Mr. Wale Edun, the Nigeria’s minister of Finance and Coordinating Minister of Economy, has highlighted reason why not less than 800 companies shut down in 2023.
Edun made this disclosure in a statement on Tuesday during the ministerial press briefing in Abuja.
Wale Edun, said that the government of President Tinubu was not responsible for the economic conditions that led to the shutdown of about 800 companies.
According to him, the reasons;
- Market instability
- Unfufilled Promises
- Breaches of Contract
- Foreign Exchange Market
- General Economic Instability
- Broken promises
- Lack of adherence to promises
He added that these issues are currently being addressed by the current administration.
According to him, “Our government inherits the assets and liabilities of the previous administration. The 800 companies or so did not make up their minds overnight. They stayed until they could stay no more.
“The conditions which send them packing are no more. Those conditions were a foreign exchange market that was in no way fit for business where there was no liquidity.
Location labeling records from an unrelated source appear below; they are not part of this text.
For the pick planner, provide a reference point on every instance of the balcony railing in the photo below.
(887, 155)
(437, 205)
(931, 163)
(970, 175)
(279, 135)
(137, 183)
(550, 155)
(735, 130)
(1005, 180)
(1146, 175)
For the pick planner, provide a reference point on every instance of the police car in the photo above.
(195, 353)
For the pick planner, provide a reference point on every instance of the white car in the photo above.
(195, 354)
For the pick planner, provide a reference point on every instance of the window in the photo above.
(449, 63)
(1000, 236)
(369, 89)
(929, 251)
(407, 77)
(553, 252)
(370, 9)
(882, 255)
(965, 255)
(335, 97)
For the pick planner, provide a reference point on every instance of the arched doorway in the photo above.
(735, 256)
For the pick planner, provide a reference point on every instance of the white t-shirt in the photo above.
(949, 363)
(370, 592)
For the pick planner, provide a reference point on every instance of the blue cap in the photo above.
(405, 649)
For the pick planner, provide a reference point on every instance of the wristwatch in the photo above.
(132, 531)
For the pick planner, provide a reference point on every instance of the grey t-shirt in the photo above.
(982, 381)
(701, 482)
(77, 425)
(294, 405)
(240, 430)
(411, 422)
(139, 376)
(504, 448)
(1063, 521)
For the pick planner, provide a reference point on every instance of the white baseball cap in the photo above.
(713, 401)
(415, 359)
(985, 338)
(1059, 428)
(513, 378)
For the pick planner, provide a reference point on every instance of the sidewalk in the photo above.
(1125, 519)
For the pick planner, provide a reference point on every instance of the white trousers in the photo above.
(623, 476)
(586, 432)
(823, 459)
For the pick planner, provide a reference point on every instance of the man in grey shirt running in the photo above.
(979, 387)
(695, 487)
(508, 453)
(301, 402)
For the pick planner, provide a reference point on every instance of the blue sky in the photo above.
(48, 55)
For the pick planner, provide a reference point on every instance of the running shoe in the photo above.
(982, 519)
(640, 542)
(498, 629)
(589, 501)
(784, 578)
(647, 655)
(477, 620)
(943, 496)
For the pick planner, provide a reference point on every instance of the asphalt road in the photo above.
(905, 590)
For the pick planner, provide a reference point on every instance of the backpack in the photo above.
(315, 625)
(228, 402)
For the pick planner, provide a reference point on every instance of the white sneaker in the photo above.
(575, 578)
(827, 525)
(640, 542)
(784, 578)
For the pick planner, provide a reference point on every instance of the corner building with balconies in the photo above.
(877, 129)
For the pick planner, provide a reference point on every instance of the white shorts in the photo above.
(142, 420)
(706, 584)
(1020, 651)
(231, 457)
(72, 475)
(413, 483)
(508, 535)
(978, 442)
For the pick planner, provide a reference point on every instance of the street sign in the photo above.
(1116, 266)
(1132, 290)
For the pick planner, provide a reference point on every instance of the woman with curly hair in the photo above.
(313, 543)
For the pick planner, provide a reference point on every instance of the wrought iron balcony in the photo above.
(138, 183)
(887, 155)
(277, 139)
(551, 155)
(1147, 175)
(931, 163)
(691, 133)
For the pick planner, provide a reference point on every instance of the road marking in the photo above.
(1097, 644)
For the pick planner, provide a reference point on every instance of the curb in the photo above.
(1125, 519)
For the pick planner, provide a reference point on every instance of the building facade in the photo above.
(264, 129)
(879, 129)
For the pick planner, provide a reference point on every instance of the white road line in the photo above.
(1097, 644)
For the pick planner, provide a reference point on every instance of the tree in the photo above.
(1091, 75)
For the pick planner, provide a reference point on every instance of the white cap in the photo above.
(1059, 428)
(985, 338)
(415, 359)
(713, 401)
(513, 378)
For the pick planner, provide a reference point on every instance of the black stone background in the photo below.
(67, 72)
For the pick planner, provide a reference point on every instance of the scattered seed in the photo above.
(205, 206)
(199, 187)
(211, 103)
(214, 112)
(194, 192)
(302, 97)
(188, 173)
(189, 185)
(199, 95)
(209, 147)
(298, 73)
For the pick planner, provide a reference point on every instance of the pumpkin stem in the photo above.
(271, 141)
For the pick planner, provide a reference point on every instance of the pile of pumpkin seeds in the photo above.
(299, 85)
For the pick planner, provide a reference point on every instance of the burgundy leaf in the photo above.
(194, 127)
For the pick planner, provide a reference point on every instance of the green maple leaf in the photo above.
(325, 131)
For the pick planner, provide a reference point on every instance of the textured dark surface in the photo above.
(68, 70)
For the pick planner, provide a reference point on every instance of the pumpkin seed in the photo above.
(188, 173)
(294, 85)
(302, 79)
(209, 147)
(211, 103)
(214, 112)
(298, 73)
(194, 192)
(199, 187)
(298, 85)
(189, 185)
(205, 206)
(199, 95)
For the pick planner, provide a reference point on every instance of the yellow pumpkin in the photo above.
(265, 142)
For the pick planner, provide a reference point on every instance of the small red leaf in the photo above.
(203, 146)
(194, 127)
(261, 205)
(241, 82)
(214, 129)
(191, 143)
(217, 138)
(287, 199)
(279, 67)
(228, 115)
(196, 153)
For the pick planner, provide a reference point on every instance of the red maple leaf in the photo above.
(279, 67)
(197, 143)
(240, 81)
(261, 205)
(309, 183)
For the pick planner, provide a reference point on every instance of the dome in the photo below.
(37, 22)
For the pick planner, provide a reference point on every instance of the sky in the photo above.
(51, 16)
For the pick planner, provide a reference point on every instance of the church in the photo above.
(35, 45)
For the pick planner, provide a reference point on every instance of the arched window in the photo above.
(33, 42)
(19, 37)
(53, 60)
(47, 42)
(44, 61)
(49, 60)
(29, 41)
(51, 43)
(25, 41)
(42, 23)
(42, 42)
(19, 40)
“They were the general economic regime marked by instability, broken promises, lack of adherence to contract and so on.
“The new environment which investors face is one in which inflation is being attacked and eventually lead to lower interest rates where investors can use the very vibrant domestic market to add their own equities and invest,” Edun said.
In February this year, the Manufacturing Association of Nigeria (MAN), reported a concerning trend within its industry, indicating that about 767 manufacturing companies shut down operations in Nigeria in 2023.
In addition, the association noted that another 335 companies were in distress financially in the same year.
According to MAN, this development is attributed to various economic difficulties, including exchange rate volatility, rising inflation, and a general worsening of the investment climate.
“The manufacturing sector is already beset with multidimensional challenges. In year 2023, 335 manufacturing companies became distressed and 767 shut down.
“The capacity utilization in the sector has declined to 56%; interest rate is effectively above 30%; foreign exchange to import raw materials and production machine inventory of unsold finished products has increased to N350 billion and the real growth has dropped to 2.4%,” the spokesperson for MAN said in a statement.
According to the Nigeria Bureau of Statistics (NBS), Nigeria records a drop in GDP to 2.9% in the first quarter of 2024, lower than the rate recorded in the fourth quarter of 2023 which was 3.46%.
In the non-oil sector, the GDP growth was 2.80% in real terms during Q1 2024. This growth rate was 0.02 percentage points higher than the same quarter in 2023, but 0.28 percentage points lower than Q4 2023.
Key drivers in the first quarter of 2024 included Financial and Insurance (Financial Institutions), Information and Communication (Telecommunications), Agriculture (Crop Production), Trade, and Manufacturing (Food, Beverage, and Tobacco), all contributing to positive GDP growth.
In real terms, the non-oil sector contributed 93.62% to the nation’s GDP in Q1 2024, which was slightly lower than the 93.79% recorded in Q1 2023 and the 95.30% recorded in Q4 2023.